De esta forma, se puede decir que la Seminci apostó por el cine como reflejo de una sociedad donde las injusticias y los atropellos están a la orden del día, y también como cauce de denuncia para alertar a los ciudadanos y autoridades. En cualquier caso, en su casi medio siglo de andadura, Valladolid ha dado cobijo a directores, artistas y público que nada tienen que ver con el glamour hollywoodiense. Voluntariamente ha renunciado al star-system y a la parafernalia de la pura industria, para centrarse en los aspectos más puramente cinematográficos y de conexión con la realidad: por ejemplo, sólo son invitados a la Semana aquellos que tienen también una presencia por medio de sus películas, y nunca si llegan únicamente como reclamo para la prensa. A pesar de eso –o quizá gracias a eso–, la acogida de esta muestra de cine de calidad ha sido incuestionable, al menos a tenor del numeroso público que cada año –y con una fidelidad encomiable– acude a las nueve salas en que se proyectan sus propuestas.

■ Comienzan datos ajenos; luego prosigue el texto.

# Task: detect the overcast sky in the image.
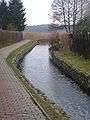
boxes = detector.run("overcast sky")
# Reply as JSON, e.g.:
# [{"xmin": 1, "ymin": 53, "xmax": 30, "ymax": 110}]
[
  {"xmin": 22, "ymin": 0, "xmax": 53, "ymax": 26},
  {"xmin": 6, "ymin": 0, "xmax": 53, "ymax": 25}
]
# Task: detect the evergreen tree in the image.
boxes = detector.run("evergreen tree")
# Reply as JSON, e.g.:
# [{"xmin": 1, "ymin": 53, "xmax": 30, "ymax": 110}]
[
  {"xmin": 9, "ymin": 0, "xmax": 26, "ymax": 31},
  {"xmin": 0, "ymin": 0, "xmax": 9, "ymax": 30}
]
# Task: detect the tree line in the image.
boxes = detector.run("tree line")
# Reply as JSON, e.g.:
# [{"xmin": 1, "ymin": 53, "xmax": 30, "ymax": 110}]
[
  {"xmin": 51, "ymin": 0, "xmax": 90, "ymax": 59},
  {"xmin": 0, "ymin": 0, "xmax": 26, "ymax": 31}
]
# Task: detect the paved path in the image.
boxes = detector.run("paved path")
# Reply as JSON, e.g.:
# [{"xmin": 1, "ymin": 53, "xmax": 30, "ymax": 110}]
[{"xmin": 0, "ymin": 40, "xmax": 46, "ymax": 120}]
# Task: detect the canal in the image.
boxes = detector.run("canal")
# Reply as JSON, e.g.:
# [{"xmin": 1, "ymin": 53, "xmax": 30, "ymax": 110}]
[{"xmin": 21, "ymin": 44, "xmax": 90, "ymax": 120}]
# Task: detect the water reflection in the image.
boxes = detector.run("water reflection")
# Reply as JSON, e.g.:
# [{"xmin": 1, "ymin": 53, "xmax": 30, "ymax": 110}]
[{"xmin": 22, "ymin": 44, "xmax": 90, "ymax": 120}]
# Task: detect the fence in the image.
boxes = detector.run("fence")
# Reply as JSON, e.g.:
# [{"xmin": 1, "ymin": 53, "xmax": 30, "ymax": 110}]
[
  {"xmin": 0, "ymin": 30, "xmax": 71, "ymax": 51},
  {"xmin": 0, "ymin": 30, "xmax": 23, "ymax": 48}
]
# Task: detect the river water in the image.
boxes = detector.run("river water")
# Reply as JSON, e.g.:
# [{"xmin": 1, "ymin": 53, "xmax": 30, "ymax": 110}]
[{"xmin": 21, "ymin": 44, "xmax": 90, "ymax": 120}]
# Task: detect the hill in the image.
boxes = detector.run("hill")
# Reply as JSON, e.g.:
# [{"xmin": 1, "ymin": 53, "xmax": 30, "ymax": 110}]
[{"xmin": 24, "ymin": 24, "xmax": 66, "ymax": 32}]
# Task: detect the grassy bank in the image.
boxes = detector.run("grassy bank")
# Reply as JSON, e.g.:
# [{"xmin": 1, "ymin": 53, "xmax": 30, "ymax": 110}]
[
  {"xmin": 6, "ymin": 41, "xmax": 69, "ymax": 120},
  {"xmin": 54, "ymin": 50, "xmax": 90, "ymax": 76}
]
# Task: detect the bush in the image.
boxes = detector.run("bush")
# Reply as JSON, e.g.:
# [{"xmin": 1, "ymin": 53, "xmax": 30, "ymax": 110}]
[
  {"xmin": 49, "ymin": 32, "xmax": 60, "ymax": 51},
  {"xmin": 72, "ymin": 27, "xmax": 90, "ymax": 59}
]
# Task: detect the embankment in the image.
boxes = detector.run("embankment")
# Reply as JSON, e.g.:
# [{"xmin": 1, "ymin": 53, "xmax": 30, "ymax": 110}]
[{"xmin": 49, "ymin": 51, "xmax": 90, "ymax": 94}]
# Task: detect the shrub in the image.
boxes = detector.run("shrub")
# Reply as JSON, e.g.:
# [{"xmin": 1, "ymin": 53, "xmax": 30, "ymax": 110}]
[{"xmin": 72, "ymin": 26, "xmax": 90, "ymax": 59}]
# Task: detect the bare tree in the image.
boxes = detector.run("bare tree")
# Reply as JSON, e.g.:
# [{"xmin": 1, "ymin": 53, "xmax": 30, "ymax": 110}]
[
  {"xmin": 61, "ymin": 0, "xmax": 68, "ymax": 32},
  {"xmin": 51, "ymin": 0, "xmax": 68, "ymax": 32},
  {"xmin": 67, "ymin": 0, "xmax": 71, "ymax": 32},
  {"xmin": 84, "ymin": 1, "xmax": 90, "ymax": 19},
  {"xmin": 51, "ymin": 0, "xmax": 88, "ymax": 33}
]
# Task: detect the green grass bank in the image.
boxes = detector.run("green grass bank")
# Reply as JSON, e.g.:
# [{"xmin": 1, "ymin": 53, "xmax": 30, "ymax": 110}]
[{"xmin": 49, "ymin": 50, "xmax": 90, "ymax": 93}]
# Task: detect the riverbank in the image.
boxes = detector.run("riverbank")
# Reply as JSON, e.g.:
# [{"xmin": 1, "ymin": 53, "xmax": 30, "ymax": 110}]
[
  {"xmin": 6, "ymin": 41, "xmax": 69, "ymax": 120},
  {"xmin": 49, "ymin": 50, "xmax": 90, "ymax": 93}
]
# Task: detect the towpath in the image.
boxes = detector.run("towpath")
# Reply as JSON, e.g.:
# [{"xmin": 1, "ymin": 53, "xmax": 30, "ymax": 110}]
[{"xmin": 0, "ymin": 40, "xmax": 46, "ymax": 120}]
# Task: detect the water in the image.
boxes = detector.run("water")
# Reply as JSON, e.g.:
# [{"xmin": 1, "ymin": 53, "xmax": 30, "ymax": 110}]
[{"xmin": 22, "ymin": 44, "xmax": 90, "ymax": 120}]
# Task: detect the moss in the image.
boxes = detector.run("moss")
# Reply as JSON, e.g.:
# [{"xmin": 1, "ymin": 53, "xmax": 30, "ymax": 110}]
[
  {"xmin": 6, "ymin": 41, "xmax": 69, "ymax": 120},
  {"xmin": 55, "ymin": 50, "xmax": 90, "ymax": 76}
]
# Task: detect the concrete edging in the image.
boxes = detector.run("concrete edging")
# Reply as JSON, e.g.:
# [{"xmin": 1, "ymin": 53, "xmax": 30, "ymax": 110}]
[
  {"xmin": 49, "ymin": 51, "xmax": 90, "ymax": 94},
  {"xmin": 14, "ymin": 43, "xmax": 51, "ymax": 120}
]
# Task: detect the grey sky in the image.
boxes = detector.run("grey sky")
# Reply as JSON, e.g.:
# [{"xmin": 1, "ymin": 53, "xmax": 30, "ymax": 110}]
[
  {"xmin": 22, "ymin": 0, "xmax": 53, "ymax": 25},
  {"xmin": 6, "ymin": 0, "xmax": 53, "ymax": 25}
]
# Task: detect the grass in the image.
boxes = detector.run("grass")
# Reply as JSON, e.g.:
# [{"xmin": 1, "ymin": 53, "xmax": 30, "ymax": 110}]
[
  {"xmin": 54, "ymin": 50, "xmax": 90, "ymax": 76},
  {"xmin": 6, "ymin": 41, "xmax": 69, "ymax": 120}
]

Como en ediciones anteriores, para la Sección Oficial –con 22 películas, 18 de ellas en competición y la mayoría europeas–, su director Fernando Lara ha buscado un equilibrio entre autores consagrados y otros que llegaban con su opera prima: junto a autores de prestigio mundial como Angelopoulos, Kar-Wai, Kusturica o Loach, ha apostado por jóvenes que buscan una rampa de lanzamiento como el italiano Saverio Costanzo, el argentino Leonardo Di Cesare o el polaco Greg Zgilinski. El espacio entre ambos se ha rellenado con directores –que me perdonen por lo de “no consagrados”, pero su pedigrí no llega a los primeros– como Campanella, Poirier, Lepage o la danesa Olesen. Además de lo anterior, para evaluar la apuesta de la Seminci hay que tener en cuenta otro factor decisivo:

su carácter de festival tipo B (sólo se aceptan películas no estrenadas en España, aunque sí se hayan comercializado en el extranjero o presentado en otros festivales de fuera del país): por eso, algunos de los anteriores u otros casos como el japonés Kore-eda llegaban desde Cannes, Berlín o Venecia, o eran ya películas de éxito en taquilla como la francesa Los chicos del coro (Christophe Barratier) con la que se clausuraba la Semana.

Con estos presupuestos, se puede decir que la Seminci trabaja sobre una base segura que le permite apostar por algunos jóvenes desconocidos, a los que catapultar en su carrera cinematográfica. Hay quien dice que los riesgos que asume son mínimos o escasos, que ha perdido el espíritu innovador y descubridor de talentos –que habría recogido el Festival de Gijón– para volverse más conservador y menos audaz. Sea como fuere, al final, la muestra de este año ha deparado un cine de alta calidad, aunque fundamentalmente ésta haya venido de las cintas provenientes de otros festivales y precedidas por críticas favorables: la sorpresa apenas ha existido, por tanto. La Espiga de Oro se la llevó Bin-Jip (Hierro 3), del coreano Kim Ki-duk, uno de los directores de moda: película de gran fuerza visual y calidad cinematográfica, pero ya premiada con el León de Plata al Mejor director en Venecia. Algo semejante ocurría con el japonés Kore-eda, que asombrosamente se fue sin premios, y que en Nadie sabe nos hacía una propuesta audaz y conmovedora que había obtenido el premio al Mejor actor en la pasada edición de Cannes. Por otra parte, tener a Kar-Wai en el Festival, y más con una película al amparo de la exitosa In the Mood for love, era un seguro de público y crítica. Por último, la presencia del griego Theo Angelopoulos con Eleni –primera película de la trilogía sobre la historia de Grecia en el siglo pasado– servía para dar un respaldo al cine como hecho artístico y cultural, aunque estuviera fuera de concurso.